De fato, as novas sanções incluem grandes limitações ao comércio com a Coreia do Norte e obrigarão o mundo todo a inspecionar cargas com origem e destino no país, em uma tentativa de garantir o cumprimento das restrições.

É a punição mais severa imposta pela ONU em 20 anos, afirmou hoje a embaixadora americano na organização, Samantha Power.

A Coreia do Norte realizou em 6 de janeiro seu quarto teste nuclear e em 7 de fevereiro enviou um satélite ao espaço, o que a comunidade internacional considerou um teste encoberto e ilegal de mísseis de longo alcance.

Segundo Obama, estas "recentes provocações da Coreia do Norte violaram flagrantemente múltiplas resoluções do Conselho de Segurança" da ONU.

Em 18 de fevereiro, Obama assinou uma lei bipartidária aprovada no Congresso americano quase por unanimidade, que estabeleceu novas sanções à Coreia do Norte pelo lançamento de um foguete espacial.

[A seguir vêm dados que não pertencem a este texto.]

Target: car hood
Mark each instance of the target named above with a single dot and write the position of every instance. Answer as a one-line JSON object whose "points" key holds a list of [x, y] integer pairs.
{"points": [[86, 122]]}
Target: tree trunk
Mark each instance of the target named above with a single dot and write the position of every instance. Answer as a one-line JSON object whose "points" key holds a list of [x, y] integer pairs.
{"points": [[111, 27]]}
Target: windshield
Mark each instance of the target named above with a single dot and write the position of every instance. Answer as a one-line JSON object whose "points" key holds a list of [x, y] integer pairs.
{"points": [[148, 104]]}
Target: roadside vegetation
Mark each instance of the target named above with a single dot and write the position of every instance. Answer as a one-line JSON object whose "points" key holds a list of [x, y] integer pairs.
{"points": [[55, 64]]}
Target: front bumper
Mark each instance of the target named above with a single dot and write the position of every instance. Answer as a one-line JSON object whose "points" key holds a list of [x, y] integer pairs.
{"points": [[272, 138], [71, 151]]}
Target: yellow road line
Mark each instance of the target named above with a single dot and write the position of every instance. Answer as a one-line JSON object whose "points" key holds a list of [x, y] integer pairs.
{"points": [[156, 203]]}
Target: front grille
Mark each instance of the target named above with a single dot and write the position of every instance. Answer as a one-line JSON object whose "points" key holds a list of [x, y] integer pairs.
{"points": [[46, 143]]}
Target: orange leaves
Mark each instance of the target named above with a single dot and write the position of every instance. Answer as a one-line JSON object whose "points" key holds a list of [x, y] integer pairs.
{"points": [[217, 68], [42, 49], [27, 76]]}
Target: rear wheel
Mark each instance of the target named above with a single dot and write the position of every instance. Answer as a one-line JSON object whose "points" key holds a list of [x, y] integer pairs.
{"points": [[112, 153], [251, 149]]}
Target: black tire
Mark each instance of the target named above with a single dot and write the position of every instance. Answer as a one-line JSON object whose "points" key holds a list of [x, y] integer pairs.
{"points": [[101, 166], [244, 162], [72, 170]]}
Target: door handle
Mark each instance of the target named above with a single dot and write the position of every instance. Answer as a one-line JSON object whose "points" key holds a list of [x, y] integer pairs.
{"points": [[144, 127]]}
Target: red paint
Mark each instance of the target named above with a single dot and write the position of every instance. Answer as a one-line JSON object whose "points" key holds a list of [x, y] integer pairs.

As sanções contempladas nessa lei incluem o bloqueio de ativos e a imposição de proibições de viagem que impliquem em transações financeiras que apóiem indústrias norte-coreanas como a nuclear ou armamentista, ou que repercutam de forma alguma em violações aos direitos humanos ou ataques cibernéticos.

A maioria das sanções são de aplicação obrigatória, especialmente as relacionadas com casos de lavagem de dinheiro, violações de direitos humanos e ataques cibernéticos.

Um dos autores dessa lei, o senador democrata Robert Menéndez, disse em comunicado que a resolução aprovada hoje na ONU é "um passo importante longe da retórica oca para alcançar o objetivo comum de uma península coreana desnuclearizada".

De acordo com Menéndez, "é o momento de levar a sério a ameaça apresentada pela Coreia do Norte, e mostra que não há substituto para a liderança dos Estados Unidos" nessa tarefa.